Wednesday, June 23, 2010

The Cost of Protecting Ironing Board Makers

A Washington Post article yesterday discusses the 200 $15 per hour ironing board manufacturing jobs "saved" in the US from imposing 70%-150% tariffs on Chinese imports "dumped" on the US market. The article did interview someone not quite on-board with the program.

"It doesn't make much sense to force millions of U.S. consumers to pay higher prices for ironing boards to save 200 jobs," said Howard Rosen, an economist at the Peterson Institute who has organized efforts to get retraining programs for workers displaced by the offshoring of jobs. "It would make more sense to help workers move to other jobs."

Just how much do each of these jobs cost us?
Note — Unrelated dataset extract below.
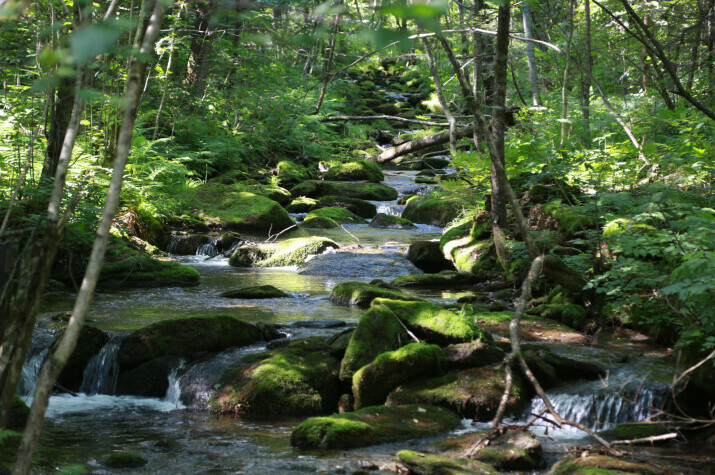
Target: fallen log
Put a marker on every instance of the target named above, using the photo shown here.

The company makes 720 per hour which comes to about ~1.5 million per year. It is unclear at what price the tariff is applied. The article claims a unit cost of $7 which is undoubtedly below the wholesale price. A typical board retails at Walmart for $55 which must be above the wholesale price. If one assumed the relevant price is $20 (a stab in the dark on my part) then annual revenue is about $29 million. At a tariff rate of just 70%, this would be about $12 million more than if we bought the "dumped" imports (more if there were an increase in sales). Or the higher prices paid by US consumers would imply that saving these jobs cost about $60,000 annually per job. This is about double the annual earnings of these workers. Amazing.

ADDENDUM

An anonymous commenter correctly noted that I linked to the wrong product. A better example would be this one at Amazon that retails for $25. In this case, my guestimated wholesale price of $20 is too high. If one used a $12 (or $15) wholesale price instead, the cost numbers above would be comparably scaled down by 40% (or 25%). This implies $36,000 (or $45,000) per job saved, still more than these folks earn.

6 comments:

  1. The "typical board" linked to is a rather high end toy made out of solid maple. A regular ironing board costs nowhere near $55.

    ReplyDelete
  2. You get the impression they make more than 1.5 million boards; the end of the article mentions a day shift supervisor meaning there is a night shift supervisor: at least two shifts. Assuming 40 hour work weeks at 50 weeks a year and thats 720*40*2*50 = ~2.9 million boards. That roughly doubles the cost of each job kept in the US.